On July 14, 2014, Pacific Place was sold for $271 million to Madison Marquette, a Washington, D.C.–based commercial real estate company. In September 2016, Madison Marquette completed the purchase of the Pacific Place parking garage from the City of Seattle for $87 million.

A redevelopment of the mall was announced in March 2017 to expand space for shops and remodel the common areas. After over two years of redevelopment, Pacific Placed reopened in June 2020 with 12 open tenants due to the effects of the COVID-19 pandemic on Downtown Seattle. Throughout 2021, small independent shops and art non-profits have utilized vacancy spaces for business and artistic activities. Madison Marquette announced that it would transfer management of the mall to Avison Young in January 2024. Pacific Place and its garage were sold to BH Properties in May 2024 for $88.25 million due to the mall's retail vacancies.

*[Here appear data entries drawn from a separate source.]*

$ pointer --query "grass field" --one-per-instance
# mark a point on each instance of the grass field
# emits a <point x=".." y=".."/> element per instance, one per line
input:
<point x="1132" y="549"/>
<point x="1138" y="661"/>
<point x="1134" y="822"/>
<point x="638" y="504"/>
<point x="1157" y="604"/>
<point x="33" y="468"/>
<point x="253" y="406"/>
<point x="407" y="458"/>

Pacific Place was designated as an official watch party venue for the 2026 FIFA World Cup by the local Seattle committee and underwent renovations to add amenities. The venue, named "Seattle Soccer House", comprised an events space on the second floor of the mall with a bar, play area, and pop-up vendors. The atrium became the primary viewing space with a large screen measuring 70 by 40 ft that faces the four floors and showed all of the tournament's matches. An official FIFA store was opened on the first floor with memorabilia and apparel for teams playing in Seattle.

==Tenants==

As of 2024, the four-story mall has 21 active businesses. Its major tenants include an AMC Theatres multiplex on its top floor, a food court, Din Tai Fung, and Haidilao. A Barnes & Noble bookstore formerly occupied the ground floor until 2020.